While both St. Anselm and Rhode Island would be terrific additions to the Division I ranks, Navy seems to make the most sense for the conference and would likely be the biggest “impact addition.”
Atlantic Hockey is already home to the Air Force Academy and U.S. Military Academy at West Point, so there’s the natural fit to have all the service academies as conference foes. Navy, which fields a club-level team in the American Collegiate Hockey Association, already has a rink on campus, albeit tiny by Division I standards, but not necessarily prohibitive.
A program at Navy extends college hockey’s footprint down the Atlantic Coast and nestles it near the Baltimore and Washington, D.C., media markets.
It makes all the sense in the world, but according to DeGregorio, the athletics department in Annapolis is focused on building towards its football team’s joining the Big East in 2015. Depending on how that goes, the infrastructure is already there essentially to make hockey a reality.
Anytime you talk about expansion anymore, Navy should come up. There are plenty of incentives for all parties for this to happen, so there’s a real possibility here.
Getting back to Alabama-Huntsville, Atlantic Hockey will have a spot for the Chargers, but that doesn’t mean it’s the best fit. Judging by the way DeGregorio phrased things to Lerch, it kind of sounds like he doesn’t think so either.
“They are focused on the WCHA right now and I think they would be a very good fit there. It’s important to college hockey that this program continue.”
It sounds a little bit like DeGregorio is admonishing the WCHA to bite that bullet.
Then there was this tweet from College Hockey News
Our information remains the same – Alabama-Huntsville, right or wrong, will never be accepted to Atlantic Hockey – must keep targeting WCHA
— College Hockey News (@chnews) November 15, 2012
That’s a little disappointing to hear, but at the same time it makes some amount of sense. The hockey budgets are relatively small in Atlantic Hockey and annual trips to Alabama would continue stretching those budgets thin.
This season UAH had one home series against a Division I opponent and there won’t be any more. One. Tough to generate gate revenue when you’re never home.
It needs a conference to bring in those home games. Whether its Atlantic Hockey or the WCHA is somewhat irrelevant to the Chargers. However, as realignment takes hold, neither Atlantic Hockey, nor the WCHA may be in a position to take on the Chargers.
DeGregorio is right about one thing. College hockey’s southernmost team is important. It shouldn’t work, but through a commitment from the university and the community, it’s remained. A conference could make it thrive, which would only open the door for more expansion down the road. Without the conferences, however, it is unlikely the team would be sustainable and down goes realignment’s first victim.

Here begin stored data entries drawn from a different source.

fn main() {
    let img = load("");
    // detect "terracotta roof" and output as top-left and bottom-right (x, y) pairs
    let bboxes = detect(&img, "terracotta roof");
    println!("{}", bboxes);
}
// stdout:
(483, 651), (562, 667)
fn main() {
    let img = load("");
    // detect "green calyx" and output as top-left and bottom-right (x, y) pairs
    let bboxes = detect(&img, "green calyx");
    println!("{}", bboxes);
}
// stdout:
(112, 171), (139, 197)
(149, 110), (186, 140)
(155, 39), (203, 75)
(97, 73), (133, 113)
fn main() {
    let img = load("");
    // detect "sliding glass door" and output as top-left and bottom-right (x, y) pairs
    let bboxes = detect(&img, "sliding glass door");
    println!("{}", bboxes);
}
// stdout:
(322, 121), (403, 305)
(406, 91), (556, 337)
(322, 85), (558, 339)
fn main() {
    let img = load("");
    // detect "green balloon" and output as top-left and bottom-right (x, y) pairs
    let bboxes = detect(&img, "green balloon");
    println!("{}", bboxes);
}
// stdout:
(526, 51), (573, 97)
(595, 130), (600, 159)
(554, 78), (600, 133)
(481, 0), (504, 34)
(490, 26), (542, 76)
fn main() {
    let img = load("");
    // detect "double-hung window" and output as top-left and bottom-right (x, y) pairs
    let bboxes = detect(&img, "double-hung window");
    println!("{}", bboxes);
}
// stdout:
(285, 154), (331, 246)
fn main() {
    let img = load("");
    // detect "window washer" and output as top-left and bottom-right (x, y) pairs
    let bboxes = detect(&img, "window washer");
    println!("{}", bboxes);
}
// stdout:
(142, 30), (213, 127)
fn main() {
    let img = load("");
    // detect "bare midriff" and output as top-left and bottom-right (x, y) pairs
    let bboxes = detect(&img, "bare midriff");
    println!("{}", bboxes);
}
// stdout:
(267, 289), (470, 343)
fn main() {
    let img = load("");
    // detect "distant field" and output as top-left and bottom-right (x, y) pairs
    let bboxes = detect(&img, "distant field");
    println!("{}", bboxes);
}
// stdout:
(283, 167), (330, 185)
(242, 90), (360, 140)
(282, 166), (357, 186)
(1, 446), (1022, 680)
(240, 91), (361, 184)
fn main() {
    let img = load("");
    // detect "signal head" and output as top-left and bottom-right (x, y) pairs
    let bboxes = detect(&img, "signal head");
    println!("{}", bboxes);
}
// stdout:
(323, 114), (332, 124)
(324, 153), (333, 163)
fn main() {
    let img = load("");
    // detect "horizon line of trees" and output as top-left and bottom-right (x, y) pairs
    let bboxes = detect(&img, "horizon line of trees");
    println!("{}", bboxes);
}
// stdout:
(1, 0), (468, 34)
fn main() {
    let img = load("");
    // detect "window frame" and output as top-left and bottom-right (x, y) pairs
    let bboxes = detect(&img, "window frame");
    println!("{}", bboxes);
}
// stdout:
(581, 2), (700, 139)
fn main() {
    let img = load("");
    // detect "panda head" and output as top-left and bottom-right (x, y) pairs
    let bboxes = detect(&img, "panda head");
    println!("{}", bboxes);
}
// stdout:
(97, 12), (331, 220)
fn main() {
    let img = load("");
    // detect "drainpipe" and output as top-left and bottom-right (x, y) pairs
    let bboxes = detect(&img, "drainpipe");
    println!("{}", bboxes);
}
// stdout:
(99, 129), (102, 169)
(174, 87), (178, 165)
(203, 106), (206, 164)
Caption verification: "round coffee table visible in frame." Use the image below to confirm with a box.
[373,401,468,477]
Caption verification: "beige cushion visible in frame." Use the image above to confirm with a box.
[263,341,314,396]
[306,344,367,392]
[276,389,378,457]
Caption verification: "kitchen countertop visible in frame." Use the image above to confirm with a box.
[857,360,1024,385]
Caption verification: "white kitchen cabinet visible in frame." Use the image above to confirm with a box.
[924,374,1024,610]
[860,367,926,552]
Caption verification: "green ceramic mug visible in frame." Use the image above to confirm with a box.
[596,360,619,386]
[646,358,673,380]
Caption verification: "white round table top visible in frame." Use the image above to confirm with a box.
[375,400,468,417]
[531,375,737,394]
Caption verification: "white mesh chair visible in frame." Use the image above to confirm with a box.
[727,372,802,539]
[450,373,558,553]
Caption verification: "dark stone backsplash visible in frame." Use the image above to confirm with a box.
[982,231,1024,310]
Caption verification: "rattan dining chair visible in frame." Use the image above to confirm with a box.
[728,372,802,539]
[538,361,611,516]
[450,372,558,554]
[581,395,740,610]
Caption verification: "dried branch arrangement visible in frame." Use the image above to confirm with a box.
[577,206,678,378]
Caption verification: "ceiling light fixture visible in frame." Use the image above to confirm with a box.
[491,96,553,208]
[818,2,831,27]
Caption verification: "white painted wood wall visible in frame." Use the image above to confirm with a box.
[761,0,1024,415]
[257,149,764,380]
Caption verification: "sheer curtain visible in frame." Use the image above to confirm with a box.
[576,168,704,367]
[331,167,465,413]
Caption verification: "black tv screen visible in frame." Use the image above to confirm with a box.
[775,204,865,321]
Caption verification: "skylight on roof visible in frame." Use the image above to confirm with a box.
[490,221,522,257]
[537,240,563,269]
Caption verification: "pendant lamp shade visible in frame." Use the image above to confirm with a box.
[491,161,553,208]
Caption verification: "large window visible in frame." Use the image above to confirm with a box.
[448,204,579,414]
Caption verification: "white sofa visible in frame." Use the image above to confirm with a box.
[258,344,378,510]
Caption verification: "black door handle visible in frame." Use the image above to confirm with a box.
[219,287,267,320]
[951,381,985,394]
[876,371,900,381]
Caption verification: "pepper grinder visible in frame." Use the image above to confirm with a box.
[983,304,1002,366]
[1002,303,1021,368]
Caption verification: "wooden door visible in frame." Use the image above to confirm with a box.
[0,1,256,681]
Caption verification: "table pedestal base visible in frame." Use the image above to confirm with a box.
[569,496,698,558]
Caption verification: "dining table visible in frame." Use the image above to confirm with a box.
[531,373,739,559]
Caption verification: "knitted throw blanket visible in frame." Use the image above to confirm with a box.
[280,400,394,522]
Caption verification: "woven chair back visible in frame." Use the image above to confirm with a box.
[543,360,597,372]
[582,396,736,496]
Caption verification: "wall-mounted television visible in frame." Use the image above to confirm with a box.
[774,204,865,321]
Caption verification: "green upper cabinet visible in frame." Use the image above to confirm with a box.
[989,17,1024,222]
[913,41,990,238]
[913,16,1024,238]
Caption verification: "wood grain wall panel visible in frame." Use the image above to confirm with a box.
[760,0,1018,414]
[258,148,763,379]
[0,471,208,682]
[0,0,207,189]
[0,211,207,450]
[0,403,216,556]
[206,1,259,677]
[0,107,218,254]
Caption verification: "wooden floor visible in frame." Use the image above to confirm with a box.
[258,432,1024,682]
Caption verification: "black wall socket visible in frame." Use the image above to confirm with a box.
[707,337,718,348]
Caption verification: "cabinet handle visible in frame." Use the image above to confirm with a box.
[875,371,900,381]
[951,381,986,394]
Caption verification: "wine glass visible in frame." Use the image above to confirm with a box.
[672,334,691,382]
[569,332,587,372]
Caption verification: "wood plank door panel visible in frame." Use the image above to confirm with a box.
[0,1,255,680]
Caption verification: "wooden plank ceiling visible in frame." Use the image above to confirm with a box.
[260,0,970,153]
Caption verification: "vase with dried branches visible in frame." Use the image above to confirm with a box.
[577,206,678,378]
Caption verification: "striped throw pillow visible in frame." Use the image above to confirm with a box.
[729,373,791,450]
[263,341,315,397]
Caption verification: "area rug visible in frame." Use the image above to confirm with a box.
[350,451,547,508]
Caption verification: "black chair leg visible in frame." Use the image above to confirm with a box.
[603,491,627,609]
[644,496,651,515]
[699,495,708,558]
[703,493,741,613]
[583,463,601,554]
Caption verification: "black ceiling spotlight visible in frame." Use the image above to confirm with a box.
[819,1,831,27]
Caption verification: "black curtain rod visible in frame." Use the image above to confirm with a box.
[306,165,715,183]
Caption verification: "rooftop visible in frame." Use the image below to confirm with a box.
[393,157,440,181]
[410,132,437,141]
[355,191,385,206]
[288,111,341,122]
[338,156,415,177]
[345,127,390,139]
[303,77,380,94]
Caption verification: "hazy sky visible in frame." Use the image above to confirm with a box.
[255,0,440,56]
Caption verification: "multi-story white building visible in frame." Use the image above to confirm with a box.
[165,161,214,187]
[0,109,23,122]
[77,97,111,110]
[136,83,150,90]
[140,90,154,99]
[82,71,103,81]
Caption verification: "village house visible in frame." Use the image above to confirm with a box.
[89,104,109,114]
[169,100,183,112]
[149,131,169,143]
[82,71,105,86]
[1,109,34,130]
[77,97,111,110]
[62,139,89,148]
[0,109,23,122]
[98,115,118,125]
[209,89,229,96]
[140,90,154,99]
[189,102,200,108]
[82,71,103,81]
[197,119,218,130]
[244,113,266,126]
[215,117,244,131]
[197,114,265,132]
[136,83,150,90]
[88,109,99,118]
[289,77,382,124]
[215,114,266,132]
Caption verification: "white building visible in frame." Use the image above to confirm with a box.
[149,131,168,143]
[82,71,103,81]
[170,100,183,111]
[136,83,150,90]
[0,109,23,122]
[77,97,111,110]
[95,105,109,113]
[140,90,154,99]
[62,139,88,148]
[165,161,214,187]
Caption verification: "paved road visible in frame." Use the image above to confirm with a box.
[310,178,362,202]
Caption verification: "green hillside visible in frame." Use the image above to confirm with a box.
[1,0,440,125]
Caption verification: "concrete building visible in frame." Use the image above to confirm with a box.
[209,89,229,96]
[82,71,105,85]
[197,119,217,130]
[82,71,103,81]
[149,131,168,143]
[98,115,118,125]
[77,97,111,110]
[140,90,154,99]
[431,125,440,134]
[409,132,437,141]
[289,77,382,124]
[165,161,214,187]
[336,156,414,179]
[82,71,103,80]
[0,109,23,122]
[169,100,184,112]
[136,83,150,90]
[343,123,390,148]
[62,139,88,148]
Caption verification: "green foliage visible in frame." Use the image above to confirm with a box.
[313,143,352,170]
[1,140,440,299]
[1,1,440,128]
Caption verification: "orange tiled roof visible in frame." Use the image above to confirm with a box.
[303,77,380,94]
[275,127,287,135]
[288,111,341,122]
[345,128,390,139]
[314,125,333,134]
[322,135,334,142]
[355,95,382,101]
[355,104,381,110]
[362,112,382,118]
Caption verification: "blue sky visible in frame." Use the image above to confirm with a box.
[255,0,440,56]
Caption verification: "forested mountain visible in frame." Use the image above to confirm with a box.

College Hockey, Inc., has been active in reaching out to schools in regards to expansion. Should realignment bring about new college teams, it only helps the entire game grow, which helps everyone in the end.
It creates more opportunities for players, a chance to attract a larger population of fans and gives college hockey more of a foothold in the national sports landscape.
It is going to take years, perhaps many years to properly survey the success, or lack thereof, of the forthcoming realignment Expansion could go nowhere, but there are opportunities now that didn’t exist before, which makes it awfully exciting. Hopefully there are more births than deaths, but only time will tell.